Dabei ist der letzte Pfannkuchen-Trend eigentlich noch gar nicht abgeklungen. Japanische Soufflé-Pancakes, sogenannte Fluffy Pancakes, die durch untergehobenen Eischnee besonders flaumig werden, sorgen immer noch für lange Schlangen vor Cafés in München wie Hamburg. Aber warum sollen sie nicht friedlich koexistieren? Ohnehin kann es generell nie zu viel Pfannkuchen geben. Sie sind das ultimative Comfort Food, wecken sie doch ausschließlich positive Assoziationen: Kindheitserinnerungen an das Essen bei Oma, Vorfreude auf den nächsten Sonntagsbrunch, Weihnachtsstimmung, schließlich ist die Schlange vor dem Crêpes-Stand auch auf dem Weihnachtsmarkt immer eine der längsten. Es gibt sie in fast jeder Form, als hauchdünne Eierkuchen, flaumig hochgebackene American Pancakes, knusprige Crêpes oder rustikale japanische Okonomiyaki. Füllen und belegen lassen sie sich mit allem, was Vorratskammer und Kühlschrank hergeben: mit Beeren, Obst oder Schokolade. Oder - pikant - mit Käse, Avocados und Speck.

Die Crêpe ist letschert? Gar kein Problem, der Gaumen ist eh völlig überfordert.

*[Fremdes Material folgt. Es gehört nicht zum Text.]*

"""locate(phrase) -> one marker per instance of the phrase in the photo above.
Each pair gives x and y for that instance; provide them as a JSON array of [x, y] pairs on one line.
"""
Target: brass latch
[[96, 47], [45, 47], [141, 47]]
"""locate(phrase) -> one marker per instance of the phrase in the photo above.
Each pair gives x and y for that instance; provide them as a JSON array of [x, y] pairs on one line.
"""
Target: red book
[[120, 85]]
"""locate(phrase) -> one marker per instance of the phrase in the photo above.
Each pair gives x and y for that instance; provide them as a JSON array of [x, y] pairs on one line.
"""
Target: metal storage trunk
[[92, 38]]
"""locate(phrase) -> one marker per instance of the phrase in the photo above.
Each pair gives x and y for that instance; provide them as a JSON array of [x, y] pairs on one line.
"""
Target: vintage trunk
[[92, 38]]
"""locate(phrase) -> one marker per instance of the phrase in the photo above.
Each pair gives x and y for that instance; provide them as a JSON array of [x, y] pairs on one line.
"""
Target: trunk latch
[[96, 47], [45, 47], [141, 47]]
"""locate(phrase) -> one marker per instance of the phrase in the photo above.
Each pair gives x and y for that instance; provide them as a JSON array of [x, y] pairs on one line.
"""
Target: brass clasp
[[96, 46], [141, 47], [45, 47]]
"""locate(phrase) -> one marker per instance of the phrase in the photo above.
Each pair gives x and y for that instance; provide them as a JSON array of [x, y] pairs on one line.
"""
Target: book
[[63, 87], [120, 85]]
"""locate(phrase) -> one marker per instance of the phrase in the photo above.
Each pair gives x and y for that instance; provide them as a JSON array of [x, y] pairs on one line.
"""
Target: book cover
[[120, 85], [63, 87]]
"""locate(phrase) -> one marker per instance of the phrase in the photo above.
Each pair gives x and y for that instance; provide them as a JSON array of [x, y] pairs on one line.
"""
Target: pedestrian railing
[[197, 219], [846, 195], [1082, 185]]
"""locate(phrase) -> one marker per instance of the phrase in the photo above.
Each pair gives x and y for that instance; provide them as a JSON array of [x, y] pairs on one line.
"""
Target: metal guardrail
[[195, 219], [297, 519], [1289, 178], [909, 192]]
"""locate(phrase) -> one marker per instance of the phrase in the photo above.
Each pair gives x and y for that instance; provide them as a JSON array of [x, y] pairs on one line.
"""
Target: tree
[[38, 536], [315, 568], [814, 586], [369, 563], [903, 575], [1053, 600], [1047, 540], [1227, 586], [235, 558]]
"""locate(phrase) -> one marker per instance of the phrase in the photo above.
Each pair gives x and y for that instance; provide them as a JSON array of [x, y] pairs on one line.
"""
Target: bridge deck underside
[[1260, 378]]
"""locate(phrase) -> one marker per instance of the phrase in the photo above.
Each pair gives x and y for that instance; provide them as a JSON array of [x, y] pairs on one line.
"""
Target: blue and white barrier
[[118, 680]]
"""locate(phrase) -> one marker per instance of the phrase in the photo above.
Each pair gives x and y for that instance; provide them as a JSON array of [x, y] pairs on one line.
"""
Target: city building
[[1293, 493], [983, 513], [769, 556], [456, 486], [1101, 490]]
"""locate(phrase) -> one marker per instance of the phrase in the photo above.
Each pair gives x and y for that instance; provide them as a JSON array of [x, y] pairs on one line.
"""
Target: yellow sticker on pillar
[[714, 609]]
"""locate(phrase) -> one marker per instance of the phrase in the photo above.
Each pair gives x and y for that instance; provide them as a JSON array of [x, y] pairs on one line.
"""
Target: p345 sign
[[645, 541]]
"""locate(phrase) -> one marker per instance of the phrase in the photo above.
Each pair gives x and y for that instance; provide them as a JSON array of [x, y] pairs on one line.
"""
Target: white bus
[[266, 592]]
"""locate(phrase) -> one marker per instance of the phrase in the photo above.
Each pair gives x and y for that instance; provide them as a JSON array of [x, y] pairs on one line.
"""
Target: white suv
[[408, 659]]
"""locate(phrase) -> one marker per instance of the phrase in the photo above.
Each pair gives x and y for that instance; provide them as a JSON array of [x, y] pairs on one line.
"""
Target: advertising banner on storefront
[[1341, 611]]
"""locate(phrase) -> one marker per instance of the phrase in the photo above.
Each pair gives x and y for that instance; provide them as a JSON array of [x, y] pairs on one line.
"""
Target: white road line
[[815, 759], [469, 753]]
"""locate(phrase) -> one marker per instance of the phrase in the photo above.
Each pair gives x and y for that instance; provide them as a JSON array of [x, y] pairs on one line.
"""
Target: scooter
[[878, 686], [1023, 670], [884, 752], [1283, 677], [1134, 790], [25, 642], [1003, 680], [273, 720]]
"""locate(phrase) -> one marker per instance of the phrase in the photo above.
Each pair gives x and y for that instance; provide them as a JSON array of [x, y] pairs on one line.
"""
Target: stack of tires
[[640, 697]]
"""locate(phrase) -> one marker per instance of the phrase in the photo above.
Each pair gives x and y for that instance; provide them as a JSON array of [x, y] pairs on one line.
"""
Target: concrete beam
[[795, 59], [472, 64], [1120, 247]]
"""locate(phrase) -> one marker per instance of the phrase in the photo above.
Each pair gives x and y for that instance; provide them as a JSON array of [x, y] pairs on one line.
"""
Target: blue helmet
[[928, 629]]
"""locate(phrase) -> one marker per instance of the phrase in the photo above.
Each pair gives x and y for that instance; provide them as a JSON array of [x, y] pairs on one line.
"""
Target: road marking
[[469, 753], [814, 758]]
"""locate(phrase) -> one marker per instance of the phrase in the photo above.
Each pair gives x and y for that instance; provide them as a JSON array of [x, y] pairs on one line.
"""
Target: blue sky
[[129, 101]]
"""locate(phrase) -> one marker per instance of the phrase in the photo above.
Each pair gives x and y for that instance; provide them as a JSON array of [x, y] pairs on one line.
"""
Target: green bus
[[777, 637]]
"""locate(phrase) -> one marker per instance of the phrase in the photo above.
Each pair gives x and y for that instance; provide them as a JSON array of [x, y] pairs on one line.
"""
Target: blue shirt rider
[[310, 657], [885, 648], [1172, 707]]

Die Crêpes brûlées vereinen nun gleich mehrere Süßspeisen-Trends. Da wäre der üppige Backwaren-Hybrid, den der New Yorker Konditor Dominique Ansel vor zehn Jahren begründet hat: Sein "Cronut", halb Croissant, halb Donut, wurde nicht nur auf der ganzen Welt kopiert, er hat auch viele weitere Remixe inspiriert. "Croffles" bestehen aus Croissant-Teig, der auf dem Waffeleisen gebacken wird. "Cruffins" sind eine Kreuzung aus Croissants und Muffins, "Muffles" wiederum aus Muffin und Waffel. "Macaronuts" sind mit Macarons gespickte Donuts.

Andererseits passen sowohl die Crème-brûlée-Crêpes als auch die Fluffy Pancakes zur gegenwärtigen Tendenz zum Overload. Donuts bestehen heute mehr aus Topping als aus Teig. Damit Pralinen, Beeren und Soße Platz haben, wird in die Höhe gebaut. Zimtschnecken werden mit Keksteig-Kugeln und Waffeln mit Spekulatius-Bröseln dekoriert. Wie man das Essen soll? Egal! Hauptsache instagrammable.

Während Pfannkuchen-Connaisseure sich gern auf einen Hauch Zimt und Zucker beschränken, für den wahren Eierkuchengeschmack, gilt für die hippen Pancakes und Crêpes: Viel hilft viel. Fluffy Pancakes werden mit Schokoriegeln, Schlagsahne und Nuss-Nougat-Creme dekoriert, und mit der Crème-brûlée-Crêpe hält man es analog zur Döner-Bestellung: einmal mit allem - aber möglichst süß. Praktisch ist, dass einem so jede Entscheidung abgenommen wird, Overload-Pfannkuchen vereinen einfach das Beste aus vielen Welten, als dessertgewordenes Yolo. Klar ist bei solchen Remixen, dass einzelne Komponenten vernachlässigt werden. Aber auch wenn die Crêpe etwas let­schert ist, damit man sie gut wickeln kann: Unter der Karamellkruste fällt das kaum auf, und der Gaumen ist ohnehin überfordert.